Do absolute return fixed income strategies improve a bond portfolio’s risk/return profile?
Portfolio modelling shows the impact of adding a modest absolute return allocation to two different fixed income portfolios. The result: similar returns but a significantly better Sharpe Ratio thanks to lower volatility.
Manager selection brings challenges. These include diversity of objectives, short live track records, capacity constraints, higher fees and question marks over strategy ownership within firms.
What benchmarks and objectives are appropriate? Managers are tending to state a short-term (usually lower) return objective for, and a longer-term (higher) return objective for the full market cycle. We believe that true absolute return strategies with a more ‘market neutral’ approach should be able to achieve their long-term objectives regardless of the low yield climate, especially during periods of heightened volatility. Volatility targets are critical to return objectives.
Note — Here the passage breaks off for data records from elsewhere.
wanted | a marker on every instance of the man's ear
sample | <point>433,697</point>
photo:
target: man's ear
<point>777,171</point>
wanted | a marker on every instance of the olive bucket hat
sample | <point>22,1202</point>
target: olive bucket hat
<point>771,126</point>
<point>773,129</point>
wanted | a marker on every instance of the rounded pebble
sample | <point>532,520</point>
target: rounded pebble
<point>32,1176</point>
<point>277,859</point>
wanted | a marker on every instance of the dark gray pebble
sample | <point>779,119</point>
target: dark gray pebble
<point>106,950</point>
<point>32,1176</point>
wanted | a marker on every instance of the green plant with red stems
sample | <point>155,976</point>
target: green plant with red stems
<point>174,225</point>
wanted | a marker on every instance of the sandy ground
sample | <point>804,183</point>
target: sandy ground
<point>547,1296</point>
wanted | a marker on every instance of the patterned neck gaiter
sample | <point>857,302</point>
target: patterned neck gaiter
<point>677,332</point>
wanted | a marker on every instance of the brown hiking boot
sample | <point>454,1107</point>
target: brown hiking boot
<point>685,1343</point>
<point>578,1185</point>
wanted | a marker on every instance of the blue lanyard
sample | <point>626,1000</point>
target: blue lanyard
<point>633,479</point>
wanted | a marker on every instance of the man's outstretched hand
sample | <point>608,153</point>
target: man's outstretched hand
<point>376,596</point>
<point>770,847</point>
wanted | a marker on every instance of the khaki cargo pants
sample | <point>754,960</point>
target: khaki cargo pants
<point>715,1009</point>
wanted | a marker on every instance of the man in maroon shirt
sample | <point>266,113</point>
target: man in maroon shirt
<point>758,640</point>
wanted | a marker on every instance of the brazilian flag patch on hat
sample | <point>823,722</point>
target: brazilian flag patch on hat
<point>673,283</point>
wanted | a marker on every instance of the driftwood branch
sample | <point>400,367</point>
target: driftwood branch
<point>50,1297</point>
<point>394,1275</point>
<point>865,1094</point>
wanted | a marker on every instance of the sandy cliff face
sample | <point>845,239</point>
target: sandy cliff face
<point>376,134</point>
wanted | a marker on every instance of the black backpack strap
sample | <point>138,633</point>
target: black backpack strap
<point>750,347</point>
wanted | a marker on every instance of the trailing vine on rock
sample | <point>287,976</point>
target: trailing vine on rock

The last five years have seen a substantial number of firms launching absolute return fixed income strategies of various types.
There are currently around 100 managers, 60 of which offer a fund vehicle. But strategies with longer track records are rare: we recently identified 40 UCITS funds that had two years of real representative track record at January 2015 and only 16 could present more than five years.
They vary by geographical allocation, sector weighting and beta exposure. Rarely truly global, they often reflect a home bias, with U.S. managers viewing non-U.S. markets as an opportunistic investment. Beta exposure can vary from high (sector-rotation type products with generally higher credit risk) to low (more market neutral products taking long/short trades across rates, currencies and credit markets).
While not all can claim to be truly absolute return oriented or achieve a stable stream of returns, each variation may have its merits. Investors should be clear about the desired function. The primary purpose should be to protect on the downside during turbulent environments and we should not expect high single digit or double digits returns unless strategies are implemented with a level of leverage that is unlikely to suit a UCITS format.